I should also add that I do substantively disagree with Common Wealth on lots, but that really isn’t why I picked up on this so forcefully. I think there’s a basic point of epistemic hygiene, especially for people trying to sell the country on their favoured policies, that precedes the actual ideas in question.
On the substance of their report, my colleague Tom Carter did a great job a few weeks ago laying out why the ownership of utilities has little to do with Britain’s economic underperformance, and hardly even helps explain the underlying problems with the utilities themselves. You can read his full piece here.
Personally, AI policing British politics has been a fun bit, but I now plan to retire it, at least outside any truly outrageous AI babble. I’ve probably given Pangram enough free PR by now, and don’t want to end up defined by just that obsession. But stay wise out there!
Incidentally, do give that cover leader a read, as well as the bevy of accompanying articles from colleagues.
I should say that I’m generally quite excited about what AI will do for jobs like mine. Automating the duller bits of data wrangling and economic analysis has been a huge lift, and given this Substack has no editor or fact-checker bar me (don’t say you weren’t warned), we should all be grateful that I generally have a couple of the latest models proofread and red-team my pieces here before they go out.
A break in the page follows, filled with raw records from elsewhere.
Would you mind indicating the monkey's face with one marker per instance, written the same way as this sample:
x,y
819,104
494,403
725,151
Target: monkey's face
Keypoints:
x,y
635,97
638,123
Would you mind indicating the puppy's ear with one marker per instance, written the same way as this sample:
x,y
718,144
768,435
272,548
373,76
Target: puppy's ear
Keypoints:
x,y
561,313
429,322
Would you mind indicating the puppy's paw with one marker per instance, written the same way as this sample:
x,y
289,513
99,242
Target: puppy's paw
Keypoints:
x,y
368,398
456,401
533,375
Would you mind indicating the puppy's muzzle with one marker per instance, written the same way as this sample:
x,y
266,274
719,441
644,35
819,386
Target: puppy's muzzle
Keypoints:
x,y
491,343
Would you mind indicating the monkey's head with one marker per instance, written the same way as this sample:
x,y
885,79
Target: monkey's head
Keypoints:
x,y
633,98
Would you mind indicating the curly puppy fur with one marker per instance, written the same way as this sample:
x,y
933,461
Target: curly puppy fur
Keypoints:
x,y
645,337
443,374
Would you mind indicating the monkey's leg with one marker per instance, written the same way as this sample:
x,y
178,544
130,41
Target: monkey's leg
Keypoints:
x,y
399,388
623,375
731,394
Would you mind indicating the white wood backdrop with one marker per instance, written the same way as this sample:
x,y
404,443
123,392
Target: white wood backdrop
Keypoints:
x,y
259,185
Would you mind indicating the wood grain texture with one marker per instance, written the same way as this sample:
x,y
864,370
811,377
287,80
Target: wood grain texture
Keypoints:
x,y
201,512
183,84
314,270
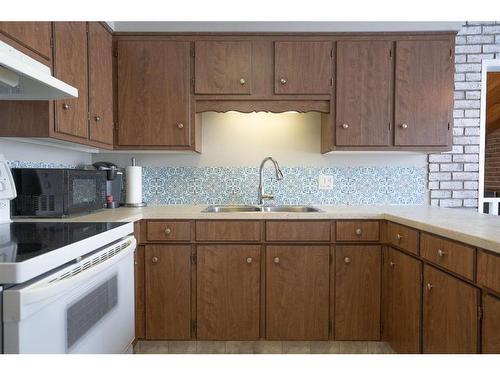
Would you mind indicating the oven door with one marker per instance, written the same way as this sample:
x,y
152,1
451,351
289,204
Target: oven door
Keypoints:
x,y
86,191
87,307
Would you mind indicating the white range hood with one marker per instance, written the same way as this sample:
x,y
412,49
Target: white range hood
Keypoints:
x,y
23,78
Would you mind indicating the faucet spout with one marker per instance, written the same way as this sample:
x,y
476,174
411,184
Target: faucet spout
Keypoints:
x,y
279,176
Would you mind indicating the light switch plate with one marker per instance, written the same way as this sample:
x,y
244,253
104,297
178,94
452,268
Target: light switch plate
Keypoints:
x,y
325,182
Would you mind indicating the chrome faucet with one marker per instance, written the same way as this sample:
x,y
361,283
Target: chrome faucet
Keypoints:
x,y
279,176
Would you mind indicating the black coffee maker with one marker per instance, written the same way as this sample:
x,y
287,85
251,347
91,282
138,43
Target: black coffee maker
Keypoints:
x,y
114,183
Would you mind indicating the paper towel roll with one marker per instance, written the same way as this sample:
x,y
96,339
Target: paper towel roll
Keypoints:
x,y
133,185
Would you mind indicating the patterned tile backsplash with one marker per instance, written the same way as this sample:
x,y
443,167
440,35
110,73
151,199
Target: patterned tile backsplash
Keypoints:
x,y
233,185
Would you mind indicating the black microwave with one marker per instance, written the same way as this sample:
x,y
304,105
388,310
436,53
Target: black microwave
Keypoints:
x,y
47,192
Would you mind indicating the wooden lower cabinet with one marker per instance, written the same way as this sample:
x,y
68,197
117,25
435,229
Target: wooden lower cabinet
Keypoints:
x,y
168,292
450,314
228,292
491,324
297,292
401,301
357,292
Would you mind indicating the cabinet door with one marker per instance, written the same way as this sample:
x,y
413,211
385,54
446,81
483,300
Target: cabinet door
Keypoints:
x,y
34,35
228,292
302,67
100,83
297,292
491,325
223,67
357,292
363,111
168,292
70,66
153,93
450,320
401,301
424,93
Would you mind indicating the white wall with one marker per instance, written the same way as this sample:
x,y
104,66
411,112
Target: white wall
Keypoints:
x,y
13,150
237,139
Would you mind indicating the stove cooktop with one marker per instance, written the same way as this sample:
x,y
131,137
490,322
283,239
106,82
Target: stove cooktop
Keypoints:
x,y
21,241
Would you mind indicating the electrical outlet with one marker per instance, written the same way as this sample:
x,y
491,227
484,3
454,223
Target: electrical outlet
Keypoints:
x,y
325,182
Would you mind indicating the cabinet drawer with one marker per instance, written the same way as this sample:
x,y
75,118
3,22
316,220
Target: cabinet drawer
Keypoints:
x,y
244,231
357,231
169,231
291,231
488,270
403,237
451,255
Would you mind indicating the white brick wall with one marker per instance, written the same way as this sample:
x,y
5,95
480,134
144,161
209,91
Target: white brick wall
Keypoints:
x,y
453,176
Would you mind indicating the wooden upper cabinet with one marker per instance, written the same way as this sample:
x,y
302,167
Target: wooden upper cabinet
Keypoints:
x,y
401,301
423,93
223,67
228,292
297,292
34,35
153,93
302,67
357,292
100,45
364,97
70,66
450,314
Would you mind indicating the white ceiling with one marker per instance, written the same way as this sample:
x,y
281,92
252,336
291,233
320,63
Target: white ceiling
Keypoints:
x,y
301,26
Joe Weisenthal wonders whether not using AI for writing will feel like refusing to use Google Maps to get around a city before too long. Alexander Kustov, an academic who does great work on the political science of migration policy, also thinks that “Pangram Policing is the New Grammar Nazism” and these days posts mostly AI-assisted pieces on his blog.
There’s a bit more further down on how well Pangram works but (a) there are pretty good third-party evaluations, (b) I find it robustly lines up with my own ear for AI-ese. Obviously AI obfuscation technology is also getting better, so today’s moment—where AI writing is pretty straightforward to identify, unless the author has gone to a lot of effort hiding it—may not last. But that’s where we are for now.
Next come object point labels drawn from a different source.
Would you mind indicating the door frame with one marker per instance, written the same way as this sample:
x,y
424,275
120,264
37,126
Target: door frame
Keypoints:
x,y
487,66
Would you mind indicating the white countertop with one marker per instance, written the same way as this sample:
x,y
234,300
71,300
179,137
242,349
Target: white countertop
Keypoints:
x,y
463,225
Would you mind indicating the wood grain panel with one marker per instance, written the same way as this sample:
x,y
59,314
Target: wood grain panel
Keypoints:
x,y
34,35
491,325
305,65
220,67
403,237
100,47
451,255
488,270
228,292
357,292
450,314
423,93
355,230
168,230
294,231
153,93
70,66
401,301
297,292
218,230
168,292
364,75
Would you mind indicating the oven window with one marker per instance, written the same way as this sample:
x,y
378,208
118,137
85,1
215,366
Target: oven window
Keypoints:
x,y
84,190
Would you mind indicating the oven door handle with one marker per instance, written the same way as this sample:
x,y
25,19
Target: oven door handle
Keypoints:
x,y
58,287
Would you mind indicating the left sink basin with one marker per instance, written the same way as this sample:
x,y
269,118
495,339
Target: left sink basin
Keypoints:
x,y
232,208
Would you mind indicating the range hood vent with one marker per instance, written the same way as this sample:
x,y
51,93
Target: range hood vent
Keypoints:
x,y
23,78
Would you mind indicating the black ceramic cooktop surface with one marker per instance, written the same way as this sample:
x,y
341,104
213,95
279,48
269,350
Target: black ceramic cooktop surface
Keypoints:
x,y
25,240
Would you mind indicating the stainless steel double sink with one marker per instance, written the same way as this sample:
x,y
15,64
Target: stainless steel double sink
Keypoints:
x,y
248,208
If frankly not always to my taste. (Which speaks well to his distinctiveness.)
Jasmine Sun wrote a great piece for The Atlantic on this question.
Unless luxuriating in a writer’s distinctive voice is itself the goal.
I read enough French social theorists at university to be wary about making this proclamation too universal.
In contexts where you have reinforcement learning on extensive self-play, like Go, computers clearly can be “creative” in some way. But open-ended thinking is close to the opposite of that sort of task.
There is a certain irony in the fact that this is probably the point in the chain-of-thought where an LLM would also double back and check what it was missing.
Andy Hall at Stanford has some cool thoughts on these themes.
As it happens, in a way that I think the brouhaha over the AI-assisted Common Wealth policy paper revealed, communities—like chunks of the left—that are wary of AI are also more naive to it, and more easily taken in by AI outputs.
Obligatory (silly) reminder that these are some loose thoughts about broad societal norms. Obviously The Economist has a hard policy against AI writing and, equally consequentially, so does my Substack.
Eagle-eyed readers may notice that this check got 75% AI for “The Productive State” versus 70% for my earlier check. That, I think, is mainly down to me doing a better job of removing “furniture” (page numbers, PDF formatting and so on) this time around.